MS Awareness Week 2022
We’re at the end of MS Awareness Week 2022. The MS Society has been using the week to shine a light on the uncertainty of living with MS. In the four years since my diagnosis, I feel I have come to terms with this unpredictability.
I didn’t know a great deal about MS before my own diagnosis. I’d heard of it. A friend’s wife has it. I’d known her for twenty years and as far as I could see it wasn’t inhibiting her life. Was it something to worry about?
Even at diagnosis, the doctor told me “we think it is an unusual presentation of MS”. My future had become uncertain with the diagnosis. Not only do I now have a life-long condition, but it is somehow “unusual”. When I was discharged from hospital, I didn’t have any real idea of what this would mean.
It was about a month before I had my first MS nurse appointment so my source for the information was…The Internet. Consulting Doctor Google is never a good idea, so I stuck to official sites. The MS Society, The MS Trust and so on. Even that wasn’t ideal. There were images of people with canes, walkers and wheelchairs. Reading more about the possible symptoms was frightening. Was that my future?
The next year was nothing but uncertainty. It consumed my every waking thought. How did this happen? Was my life over? Would I still be able to do any of the things I loved? How would family, friends or employers react? Every morning I would open my eyes tentatively, take cautious steps out of bed. I was worried that I wouldn’t be able to see, stand or walk. At that point things like running, martial arts or working seemed very unlikely.
What I didn’t appreciate then was just how individual MS can be. It feels like no two cases are identical. As I got to know more people with MS via Twitter, I learned just how varied it can be, ranging from minor symptoms to severe disability, with all points in between. No wonder so many people with MS live with, and struggle with, the uncertainty. Having said that, is the uncertainty better than a disease such as MND which has a very defined pattern, and it is not good. I imagine that knowing life will be shortened and severe disability will occur within a short time frame is exceedingly difficult. There is certainty but is that any better? I don’t think so.

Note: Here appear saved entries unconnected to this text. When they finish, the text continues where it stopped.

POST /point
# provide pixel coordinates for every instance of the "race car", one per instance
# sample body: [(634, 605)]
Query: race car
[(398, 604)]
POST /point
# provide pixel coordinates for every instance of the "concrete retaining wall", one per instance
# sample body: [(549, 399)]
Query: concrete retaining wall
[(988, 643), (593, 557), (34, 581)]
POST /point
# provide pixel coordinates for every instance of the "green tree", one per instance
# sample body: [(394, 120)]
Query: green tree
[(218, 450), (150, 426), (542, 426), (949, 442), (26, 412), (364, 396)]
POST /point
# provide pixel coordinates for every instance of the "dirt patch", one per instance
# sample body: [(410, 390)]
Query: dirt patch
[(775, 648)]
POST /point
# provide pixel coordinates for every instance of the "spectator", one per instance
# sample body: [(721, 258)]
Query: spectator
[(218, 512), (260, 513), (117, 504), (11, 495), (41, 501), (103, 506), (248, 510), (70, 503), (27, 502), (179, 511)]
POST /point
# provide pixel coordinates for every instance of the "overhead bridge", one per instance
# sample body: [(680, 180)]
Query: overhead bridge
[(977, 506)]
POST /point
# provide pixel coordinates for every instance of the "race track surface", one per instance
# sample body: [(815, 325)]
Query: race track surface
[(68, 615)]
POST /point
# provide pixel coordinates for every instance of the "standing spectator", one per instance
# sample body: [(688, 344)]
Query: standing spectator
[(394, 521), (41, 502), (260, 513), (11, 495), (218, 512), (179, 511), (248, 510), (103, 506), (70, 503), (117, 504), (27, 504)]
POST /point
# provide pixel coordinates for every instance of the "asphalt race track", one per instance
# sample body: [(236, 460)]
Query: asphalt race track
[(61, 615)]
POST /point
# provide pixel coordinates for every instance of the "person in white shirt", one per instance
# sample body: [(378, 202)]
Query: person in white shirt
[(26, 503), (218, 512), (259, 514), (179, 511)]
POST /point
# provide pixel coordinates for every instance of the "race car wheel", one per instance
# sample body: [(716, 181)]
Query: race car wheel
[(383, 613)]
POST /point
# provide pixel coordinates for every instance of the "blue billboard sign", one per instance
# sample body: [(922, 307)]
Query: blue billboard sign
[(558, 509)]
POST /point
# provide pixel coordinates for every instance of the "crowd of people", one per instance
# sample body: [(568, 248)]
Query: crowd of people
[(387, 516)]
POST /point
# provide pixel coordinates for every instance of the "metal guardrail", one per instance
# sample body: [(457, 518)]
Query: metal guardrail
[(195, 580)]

That is where the awareness of MS needs to be improved. That it is not a death sentence. I would like to see emphasis that symptoms are not the same of everyone. There are descriptions of symptoms on many websites but clarification that each person could experience some, all, or indeed none of these would help. That probably doesn’t alleviate uncertainty but does at least show that one person’s experience does not necessarily represent what is in store for a newly diagnosed person. It might also help prevent the natural catastrophising that happens when you receive diagnosis. I asked on Twitter what people’s initial reactions were and “I thought I was going to die soon” was a sadly common response.
It was about a year after diagnosis that MS wasn’t occupying my every thought. By this time. I had had my first round of Lemtrada. I had started exercising again. Gradually I was able to think about other things. The uncertainty is still there but I find myself worrying less about it. As I’ve learned more about the condition, I didn’t want to find myself at 70 having spent decades worrying about disability that never happened.
Four years on from diagnosis, my symptoms have been stable. A recent MRI showed no new lesions on my brain. I have been able to exercise at close to the level I did before diagnosis. Exercise has helped me both mentally and physically deal with the diagnosis and its aftermath. Obviously, this could change but I find myself in a better mental place about it. Is that the right approach?
I suppose I now consider the uncertainty of MS to be no different from the uncertainty of driving a car, going on an aeroplane and such like. If my condition changes then I’ll have to deal with that. It’s easier to have this mindset given the relatively low impact MS has had on my life. The lack of obvious progression also helps.
Unfortunately, there is no magical tip for dealing with the uncertainty of MS. Much like the condition itself, it is an individual thing. What has worked for me, might not work for you. It depends on how the condition has affected you. I can only suggest finding out as much information as possible, to help understand the possibilities. Hopefully, the charities that support us can explain how symptoms can differ so widely and how MS is not necessarily a life-threatening condition. At the end of MS Awareness Week we know MS will always be uncertain. Ironically, emphasising that might be the best thing.